We can see the attraction of the "game design" model in attempts to display bare-bones emergence in the laboratory. It involves choosing components, inventing rules, letting phenomena emerge and (possibly) decomposing (that is, reducing) these to close the loop and understand the process. A good example is provided by a recent BBC/Discovery Channel television film on avalanches. Some Swiss engineers from the ETH in Zürich wanted to study avalanches in a controlled setting. The danger of doing this directly led them to build a (physical) model in a tank of liquid with snow represented as plastic pellets. They had (theoretical) reason to believe that their artificial world was a good replica of ours. They chose components (liquid of a given density and pellets to mimic different types of snow), the physics of this world determined the rules (that is what a physical model constrains one to, it can be a very efficient calculator) and avalanches occurred. As television will, this film left the subject too early. I presume that they are now designing controlled experiments, validating, and also trying to decompose the avalanches into the behaviour of elementary parts.

The model of the game establishes a clear definition of possibility, and of the requirements on every component (or agent) to generate each possibility.

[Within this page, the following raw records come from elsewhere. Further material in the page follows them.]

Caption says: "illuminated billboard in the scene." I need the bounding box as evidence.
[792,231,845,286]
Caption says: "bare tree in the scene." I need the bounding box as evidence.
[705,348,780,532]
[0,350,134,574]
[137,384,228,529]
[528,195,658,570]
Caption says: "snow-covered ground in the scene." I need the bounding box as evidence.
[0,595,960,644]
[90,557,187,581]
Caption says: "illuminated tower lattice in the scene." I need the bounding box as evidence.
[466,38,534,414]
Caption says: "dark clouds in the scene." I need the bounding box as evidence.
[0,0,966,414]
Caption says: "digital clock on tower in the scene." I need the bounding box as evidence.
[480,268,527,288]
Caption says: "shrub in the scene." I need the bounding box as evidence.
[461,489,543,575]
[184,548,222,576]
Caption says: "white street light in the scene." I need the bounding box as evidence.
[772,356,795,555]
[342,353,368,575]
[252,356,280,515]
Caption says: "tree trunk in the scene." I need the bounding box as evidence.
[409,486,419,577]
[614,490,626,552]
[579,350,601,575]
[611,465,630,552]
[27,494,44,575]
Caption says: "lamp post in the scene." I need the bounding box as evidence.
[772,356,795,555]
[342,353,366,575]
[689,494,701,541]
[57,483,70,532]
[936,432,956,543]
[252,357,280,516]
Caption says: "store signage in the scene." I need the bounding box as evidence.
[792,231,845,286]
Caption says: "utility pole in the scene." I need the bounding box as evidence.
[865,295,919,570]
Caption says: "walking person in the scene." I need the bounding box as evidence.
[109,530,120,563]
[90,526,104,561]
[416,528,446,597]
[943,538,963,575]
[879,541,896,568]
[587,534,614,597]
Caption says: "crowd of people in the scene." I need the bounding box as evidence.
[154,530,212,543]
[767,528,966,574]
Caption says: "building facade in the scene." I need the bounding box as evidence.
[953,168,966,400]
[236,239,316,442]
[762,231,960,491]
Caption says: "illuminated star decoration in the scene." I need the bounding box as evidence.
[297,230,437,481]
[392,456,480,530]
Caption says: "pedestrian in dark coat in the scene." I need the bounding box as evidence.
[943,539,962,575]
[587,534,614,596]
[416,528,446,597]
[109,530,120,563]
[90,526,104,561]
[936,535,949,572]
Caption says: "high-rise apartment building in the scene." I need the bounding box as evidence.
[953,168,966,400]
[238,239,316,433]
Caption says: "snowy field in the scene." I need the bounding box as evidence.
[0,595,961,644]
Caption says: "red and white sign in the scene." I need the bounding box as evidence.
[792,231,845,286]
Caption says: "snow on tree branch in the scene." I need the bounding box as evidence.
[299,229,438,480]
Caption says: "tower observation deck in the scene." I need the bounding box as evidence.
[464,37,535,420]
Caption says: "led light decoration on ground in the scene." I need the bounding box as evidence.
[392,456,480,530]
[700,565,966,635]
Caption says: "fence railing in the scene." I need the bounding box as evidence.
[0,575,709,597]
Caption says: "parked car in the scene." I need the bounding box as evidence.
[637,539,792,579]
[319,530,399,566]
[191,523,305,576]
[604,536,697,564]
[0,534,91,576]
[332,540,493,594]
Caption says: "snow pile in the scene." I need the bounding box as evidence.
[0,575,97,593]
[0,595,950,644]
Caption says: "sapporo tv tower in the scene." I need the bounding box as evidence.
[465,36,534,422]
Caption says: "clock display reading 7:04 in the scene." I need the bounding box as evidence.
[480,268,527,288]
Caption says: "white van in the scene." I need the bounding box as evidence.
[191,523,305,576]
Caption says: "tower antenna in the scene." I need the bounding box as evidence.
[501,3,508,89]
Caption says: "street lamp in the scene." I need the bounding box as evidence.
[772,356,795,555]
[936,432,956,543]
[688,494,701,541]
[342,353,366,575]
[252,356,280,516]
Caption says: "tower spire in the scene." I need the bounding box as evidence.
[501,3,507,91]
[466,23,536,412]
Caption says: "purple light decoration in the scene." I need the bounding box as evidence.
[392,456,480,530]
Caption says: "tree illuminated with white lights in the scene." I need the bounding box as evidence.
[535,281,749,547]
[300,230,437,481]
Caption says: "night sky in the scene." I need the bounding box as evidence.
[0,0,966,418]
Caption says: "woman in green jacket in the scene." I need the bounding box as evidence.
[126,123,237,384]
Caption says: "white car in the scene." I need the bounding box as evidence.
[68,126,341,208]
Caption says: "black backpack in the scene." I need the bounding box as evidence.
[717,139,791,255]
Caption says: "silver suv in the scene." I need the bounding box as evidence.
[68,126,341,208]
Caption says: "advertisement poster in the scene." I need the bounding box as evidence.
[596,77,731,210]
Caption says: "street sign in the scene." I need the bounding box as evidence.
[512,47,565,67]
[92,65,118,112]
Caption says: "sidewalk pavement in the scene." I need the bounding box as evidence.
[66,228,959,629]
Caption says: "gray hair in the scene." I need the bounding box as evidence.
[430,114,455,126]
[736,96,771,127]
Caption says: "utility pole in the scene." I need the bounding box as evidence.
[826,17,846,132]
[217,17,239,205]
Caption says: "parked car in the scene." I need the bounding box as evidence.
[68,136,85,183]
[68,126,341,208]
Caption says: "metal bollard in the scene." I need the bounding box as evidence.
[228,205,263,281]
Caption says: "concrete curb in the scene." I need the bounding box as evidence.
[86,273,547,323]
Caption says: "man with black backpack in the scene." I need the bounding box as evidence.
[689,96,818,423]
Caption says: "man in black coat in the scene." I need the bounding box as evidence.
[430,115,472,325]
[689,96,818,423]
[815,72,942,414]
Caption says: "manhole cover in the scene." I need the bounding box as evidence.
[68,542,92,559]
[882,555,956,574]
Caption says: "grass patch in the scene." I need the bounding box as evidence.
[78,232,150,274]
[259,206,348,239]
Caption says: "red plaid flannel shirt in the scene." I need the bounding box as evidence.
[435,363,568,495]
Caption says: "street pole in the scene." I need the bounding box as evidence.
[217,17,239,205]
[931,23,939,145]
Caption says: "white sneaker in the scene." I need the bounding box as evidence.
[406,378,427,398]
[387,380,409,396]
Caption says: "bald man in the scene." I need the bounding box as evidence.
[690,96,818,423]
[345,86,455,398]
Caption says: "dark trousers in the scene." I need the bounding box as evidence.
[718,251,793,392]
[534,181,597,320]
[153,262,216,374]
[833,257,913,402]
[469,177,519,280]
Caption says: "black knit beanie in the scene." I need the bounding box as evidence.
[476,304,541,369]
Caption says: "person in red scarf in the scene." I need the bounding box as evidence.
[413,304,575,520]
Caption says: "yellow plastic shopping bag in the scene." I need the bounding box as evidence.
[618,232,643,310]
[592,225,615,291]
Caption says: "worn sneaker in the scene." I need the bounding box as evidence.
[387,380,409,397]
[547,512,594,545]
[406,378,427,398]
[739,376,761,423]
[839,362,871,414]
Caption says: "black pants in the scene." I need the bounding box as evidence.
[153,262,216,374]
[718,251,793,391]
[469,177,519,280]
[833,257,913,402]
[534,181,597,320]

Take chess, for example, where for any state of the board, we could enumerate every legal next state, and for each of those, every possible next state ...This process defines possibility in the world of chess. Moreover, for any board in our list of possible boards, we will be able to list the sets of inputs that would have been required from the machines (or humans) playing the game to achieve it.[7]

Holland describes in fascinating detail the way that Art Samuel built a good checkers (draughts) playing machine in the 1950s. Holland uses the example both to elaborate on the correspondence between games and models, and to demonstrate the emergence, through automatic learning, of good play.[8] The example allows him to underline the huge number of possible states that a few simple rules generate. The exhaustive way of determining the possible states of the game is to lay out its entire tree. Every possible move at the first round is listed and each of these determines a board state for round two. For each round two board state, every possible set of moves is listed to determine the possible board states at round three, and so on until the end of the game. Once we have listed all the ways of finishing the game, our enumeration is over. Just a few rules about the permitted transitions from one state to another have provided a rich and complicated universe of possibilities.

Holland thinks that our social, biological and physical reality may stand in the same sort of relation to theory as the checkers' board tree does to the rules of checkers.[9] When "good" checkers' players confront each other, many of the paths through the tree will never be followed, because they would rely on bad mistakes being made. And in the same way, many social, biological or physical possible worlds will not usually be encountered because of their instability. Samuel's program shows us that once we have a set of "relevant" categories to apply to boards, an automatic procedure can create (or lead to the emergence of) a good checkers' player.[10] It does this by a procedure that is complicated (but actually intuitively attractive) in which categories contribute to explanations and forecasts of performance, and forecasting errors in turn lead to changes in the contributions. Generating good play is already impressive, despite the ex machina categories. The huge set of possible trees is effectively (although only approximately) pruned to the set of trees that involve good players.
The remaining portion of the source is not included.